According to another US intelligence estimate, the shock and pressure waves produced by the fuel-air explosion can inflict limited damage to brain tissue.

“It is probable that victims of FAEs are not knocked unconscious by the blast, but instead suffer for several seconds or minutes while suffocating,” it said.

Images surfaced this week of a group of Ukrainian servicemen gleefully posing for a photo in front of a seized TOS-1A. After being abandoned by invading soldiers, a Ukrainian tractor was recorded hauling another of the weapons, dubbed solntsepyok or “blazing sun” by the Russians.
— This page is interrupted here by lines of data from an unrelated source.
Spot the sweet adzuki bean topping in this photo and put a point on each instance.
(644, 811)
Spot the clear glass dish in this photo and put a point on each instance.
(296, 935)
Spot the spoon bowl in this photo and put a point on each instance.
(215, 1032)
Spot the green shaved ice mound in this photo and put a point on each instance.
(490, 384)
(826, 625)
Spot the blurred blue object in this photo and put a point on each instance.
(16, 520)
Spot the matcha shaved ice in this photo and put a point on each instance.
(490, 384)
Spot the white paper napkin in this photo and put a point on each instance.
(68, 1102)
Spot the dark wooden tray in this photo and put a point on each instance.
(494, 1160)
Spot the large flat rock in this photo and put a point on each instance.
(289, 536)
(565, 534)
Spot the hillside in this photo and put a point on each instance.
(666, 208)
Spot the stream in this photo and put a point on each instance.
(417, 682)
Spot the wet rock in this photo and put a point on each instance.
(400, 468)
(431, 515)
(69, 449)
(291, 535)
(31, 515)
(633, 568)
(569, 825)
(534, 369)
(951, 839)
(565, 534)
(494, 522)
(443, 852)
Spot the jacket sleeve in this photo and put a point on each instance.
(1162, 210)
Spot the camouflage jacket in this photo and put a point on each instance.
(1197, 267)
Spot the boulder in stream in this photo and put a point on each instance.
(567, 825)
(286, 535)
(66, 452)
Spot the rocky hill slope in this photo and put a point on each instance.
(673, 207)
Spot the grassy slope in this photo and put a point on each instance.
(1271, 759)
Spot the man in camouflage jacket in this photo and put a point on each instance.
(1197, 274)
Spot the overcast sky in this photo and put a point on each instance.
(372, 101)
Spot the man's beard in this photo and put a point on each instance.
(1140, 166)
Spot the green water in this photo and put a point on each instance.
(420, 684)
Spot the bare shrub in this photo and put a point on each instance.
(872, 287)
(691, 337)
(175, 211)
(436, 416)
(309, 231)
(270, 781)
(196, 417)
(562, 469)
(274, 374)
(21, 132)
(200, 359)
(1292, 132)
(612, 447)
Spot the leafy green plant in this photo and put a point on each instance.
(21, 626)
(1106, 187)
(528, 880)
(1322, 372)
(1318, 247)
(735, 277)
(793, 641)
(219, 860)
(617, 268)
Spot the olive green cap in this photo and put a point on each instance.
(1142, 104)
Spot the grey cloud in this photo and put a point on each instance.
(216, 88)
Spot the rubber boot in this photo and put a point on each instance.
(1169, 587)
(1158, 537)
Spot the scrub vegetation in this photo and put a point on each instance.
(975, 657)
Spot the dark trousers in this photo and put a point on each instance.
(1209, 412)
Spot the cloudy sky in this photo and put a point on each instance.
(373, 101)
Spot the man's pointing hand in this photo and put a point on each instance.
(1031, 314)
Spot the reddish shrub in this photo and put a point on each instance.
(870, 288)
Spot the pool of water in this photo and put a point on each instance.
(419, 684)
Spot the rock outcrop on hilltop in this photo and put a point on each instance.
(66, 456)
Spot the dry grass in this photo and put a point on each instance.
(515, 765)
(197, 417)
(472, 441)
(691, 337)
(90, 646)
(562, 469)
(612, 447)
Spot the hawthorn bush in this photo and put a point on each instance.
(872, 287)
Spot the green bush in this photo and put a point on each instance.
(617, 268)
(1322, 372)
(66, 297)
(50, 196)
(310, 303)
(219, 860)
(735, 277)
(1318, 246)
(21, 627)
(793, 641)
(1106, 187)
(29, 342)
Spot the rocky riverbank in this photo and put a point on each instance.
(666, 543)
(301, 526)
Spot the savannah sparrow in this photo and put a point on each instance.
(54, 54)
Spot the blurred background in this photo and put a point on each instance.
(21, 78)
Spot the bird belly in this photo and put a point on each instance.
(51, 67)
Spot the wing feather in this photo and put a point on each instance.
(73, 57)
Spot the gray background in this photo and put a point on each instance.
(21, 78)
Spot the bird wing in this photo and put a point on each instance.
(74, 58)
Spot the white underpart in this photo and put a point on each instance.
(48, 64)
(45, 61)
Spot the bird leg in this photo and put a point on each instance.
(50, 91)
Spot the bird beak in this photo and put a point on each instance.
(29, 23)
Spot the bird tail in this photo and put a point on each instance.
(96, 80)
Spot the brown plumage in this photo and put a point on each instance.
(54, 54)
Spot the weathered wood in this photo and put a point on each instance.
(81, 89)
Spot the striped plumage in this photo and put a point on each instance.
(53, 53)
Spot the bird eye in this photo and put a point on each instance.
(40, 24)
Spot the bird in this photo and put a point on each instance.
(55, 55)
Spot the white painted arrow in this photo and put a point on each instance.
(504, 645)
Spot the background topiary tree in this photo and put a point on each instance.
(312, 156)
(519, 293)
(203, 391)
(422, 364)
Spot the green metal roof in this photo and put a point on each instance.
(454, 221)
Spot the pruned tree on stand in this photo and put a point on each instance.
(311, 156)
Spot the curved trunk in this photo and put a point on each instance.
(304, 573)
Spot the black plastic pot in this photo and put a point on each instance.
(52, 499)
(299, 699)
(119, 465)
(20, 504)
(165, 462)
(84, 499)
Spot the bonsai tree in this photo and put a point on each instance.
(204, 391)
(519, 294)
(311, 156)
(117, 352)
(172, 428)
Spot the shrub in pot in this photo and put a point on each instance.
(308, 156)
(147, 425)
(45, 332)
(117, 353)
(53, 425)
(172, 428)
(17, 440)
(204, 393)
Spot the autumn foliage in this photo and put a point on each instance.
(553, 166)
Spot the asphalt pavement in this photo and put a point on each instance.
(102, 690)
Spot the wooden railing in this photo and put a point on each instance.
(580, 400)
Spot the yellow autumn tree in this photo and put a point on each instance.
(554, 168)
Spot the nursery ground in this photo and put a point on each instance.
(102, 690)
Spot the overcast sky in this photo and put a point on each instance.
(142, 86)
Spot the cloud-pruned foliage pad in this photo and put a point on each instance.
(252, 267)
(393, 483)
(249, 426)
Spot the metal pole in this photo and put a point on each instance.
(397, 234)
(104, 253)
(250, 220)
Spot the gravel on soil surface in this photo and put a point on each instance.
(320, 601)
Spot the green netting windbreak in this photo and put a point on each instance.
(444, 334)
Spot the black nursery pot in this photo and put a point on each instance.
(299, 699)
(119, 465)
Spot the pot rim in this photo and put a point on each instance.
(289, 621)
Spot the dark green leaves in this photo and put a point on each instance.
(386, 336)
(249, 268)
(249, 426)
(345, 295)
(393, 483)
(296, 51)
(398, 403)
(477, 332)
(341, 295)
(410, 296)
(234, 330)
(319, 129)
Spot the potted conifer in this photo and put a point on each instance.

According to Sergei Bratchuk, the Ukrainian spokesman for the Odesa region, Ukrainian forces launched a TOS-1A rocket launcher against Russian soldiers near Izyum in eastern Ukraine.

According to Human Rights Watch, the weapon’s effect on the human body is “unusual and unpleasant.”

“What kills is the pressure wave, and more crucially, the accompanying rarefaction [vacuum], which ruptures the lungs,” they said. Victims will be badly burnt if the fuel deflagrates but does not detonate, and they will most likely inhale the burning fuel.

“Because the most prevalent FAE fuels, ethylene oxide and propylene oxide, are highly poisonous, undetonated FAE should be equally dangerous to anybody caught in the cloud as most chemical agents.”